The Taliban killed at least 16 people Tuesday and kidnapped dozens of others after pulling them off buses in northern Afghanistan, officials said, the latest assault since the insurgents named a new leader last week. The Taliban claimed they were targeting Afghan security officials aboard the buses passing through Aliabad district in the province of Kunduz, where the insurgents briefly overran the provincial capital in a stunning military victory last year.
Around 200 passengers were travelling in four buses towards Kabul when they were waylaid by Taliban gunmen, with some killed on the side of the road at point-blank range, officials said.
“The Taliban shot dead 16 passengers and they are still holding more than 30 others,” said Sayed Mahmood Danish, spokesman for the governor of Kunduz.
Regional police commander Shir Aziz Kamawal gave a death toll of 17 and did not clearly confirm the identities of the passengers.
“They (Taliban) have released some passengers but are holding many others.
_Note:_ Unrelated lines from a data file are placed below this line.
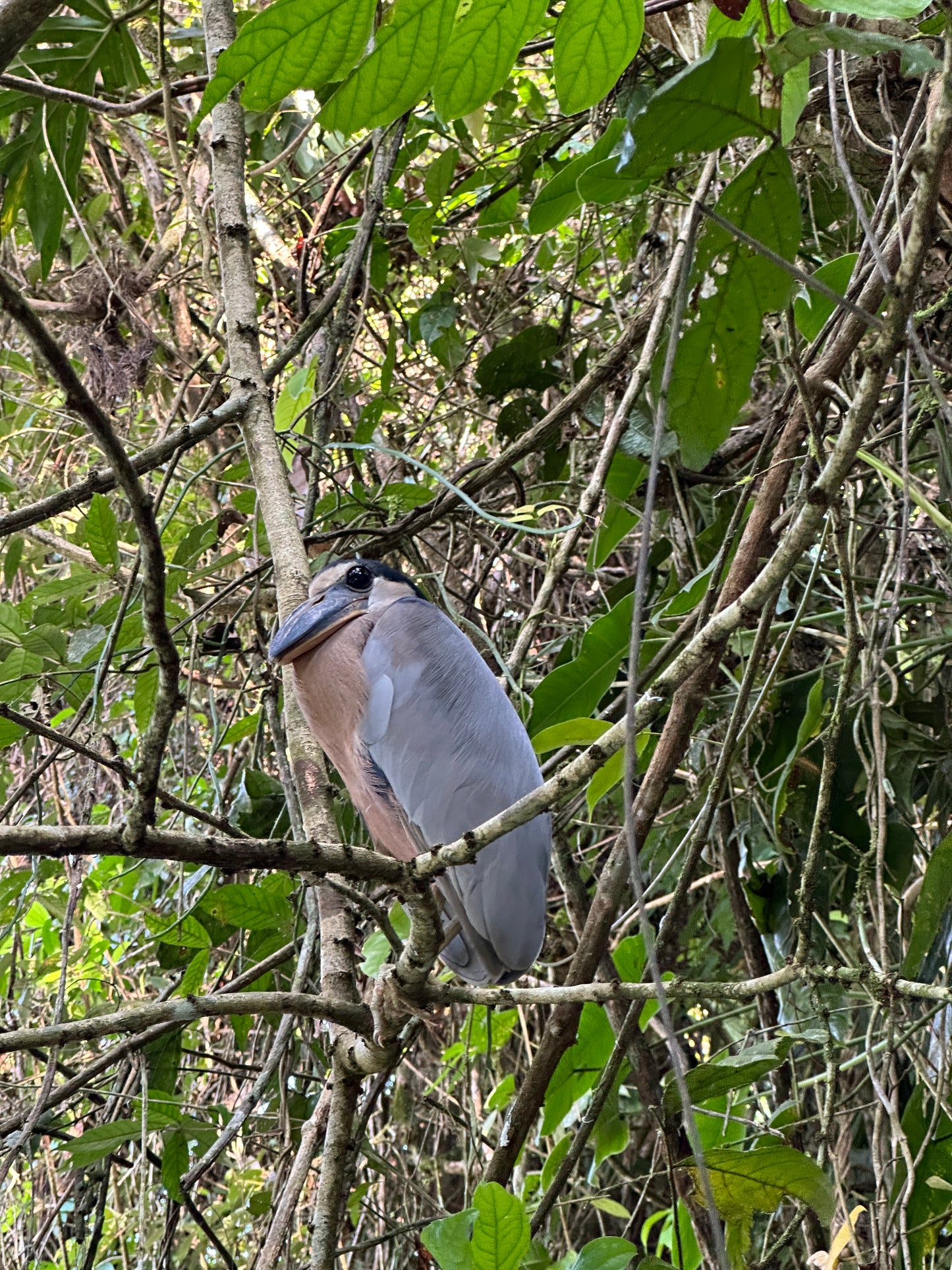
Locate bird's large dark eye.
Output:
[347,564,373,591]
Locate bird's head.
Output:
[268,560,425,666]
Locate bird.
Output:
[269,559,552,985]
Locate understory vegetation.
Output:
[0,0,952,1270]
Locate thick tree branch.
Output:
[0,992,373,1054]
[0,72,208,119]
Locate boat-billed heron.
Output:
[270,560,551,984]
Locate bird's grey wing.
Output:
[362,597,551,982]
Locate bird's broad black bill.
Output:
[274,591,367,666]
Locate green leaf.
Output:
[540,1133,573,1192]
[163,1129,188,1203]
[553,0,645,114]
[793,250,859,340]
[655,145,800,470]
[528,119,625,234]
[485,1072,515,1111]
[202,881,294,931]
[420,1208,476,1270]
[807,0,929,22]
[359,931,391,979]
[0,603,26,644]
[588,449,648,570]
[542,1000,615,1137]
[0,719,26,749]
[773,674,824,829]
[592,1195,631,1222]
[23,622,66,662]
[619,37,779,184]
[903,833,952,979]
[423,146,459,208]
[472,1182,529,1270]
[171,515,218,569]
[474,322,563,399]
[585,732,629,815]
[592,1064,631,1163]
[233,767,291,838]
[767,19,941,76]
[664,1036,793,1111]
[192,0,374,132]
[218,710,262,749]
[571,1234,637,1270]
[274,359,318,432]
[532,719,612,755]
[690,1145,835,1226]
[321,0,457,134]
[575,156,650,207]
[612,935,646,983]
[529,593,634,736]
[0,648,43,706]
[175,950,212,997]
[62,1120,142,1169]
[144,913,211,948]
[433,0,546,121]
[142,1027,182,1096]
[132,666,159,733]
[85,494,119,566]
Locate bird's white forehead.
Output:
[307,560,356,600]
[307,560,414,608]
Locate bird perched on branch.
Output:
[270,560,551,984]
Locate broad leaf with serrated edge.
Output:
[472,1182,529,1270]
[529,594,634,736]
[85,494,119,565]
[664,1036,793,1111]
[433,0,546,119]
[321,0,459,133]
[618,37,779,178]
[655,146,800,470]
[692,1145,835,1226]
[553,0,645,114]
[903,833,952,978]
[202,882,293,931]
[528,119,625,234]
[192,0,373,130]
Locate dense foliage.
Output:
[0,0,952,1270]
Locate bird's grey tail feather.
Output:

None of the passengers were wearing military uniform but some may have been former police,” he said.
Residents of insurgency-prone Aliabad told AFP the Taliban were holding an informal court in a local mosque, scrutinising the ID documents of the abducted passengers and interrogating them for any government links.
“We had precise intelligence that 26 Afghan commandoes and police were among the passengers,” Taliban spokesman Zabihullah Mujahid told AFP, adding that six of them were killed while trying to escape.
Highways around Afghanistan passing through insurgency-prone areas have become exceedingly dangerous, with the Taliban and other armed groups frequently kidnapping or killing travellers.
Civilians are increasingly caught in the crosshairs of Afghanistan’s worsening conflict as the Taliban step up their annual spring offensive, launched in April against the Western-backed Kabul government.
Tuesday’s incident comes a day after the Taliban overran multiple police checkpoints in Helmand, the first major assault in the opium-rich southern province since the leadership transition.
The Taliban last Wednesday announced Haibatullah Akhundzada as their new leader, elevating a low-profile religious figure in a swift power transition after officially confirming the death of Mullah Mansour in a US drone strike.
The drone attack, the first known American assault on a top Afghan Taliban leader on Pakistani soil, sent shockwaves through the insurgent movement, which had seen a resurgence under Mansour.
He was killed just nine months after being formally appointed leader following a bitter power struggle upon the confirmation of the death of Taliban founder Mullah Omar.
US President Barack Obama, who authorised the drone strikes, said Mansour had rejected efforts “to seriously engage in peace talks”, asserting that direct negotiations with the Afghan government were the only way to end the attritional conflict.
The US killing of Mansour showed that Washington has at least for now abandoned hopes of reviving the direct peace talks between Kabul and the Taliban, which broke down last summer.
Observers say Akhundzada, who is seen as more of a spiritual figurehead than a military commander, will emulate Mansour in shunning peace talks with the Afghan government.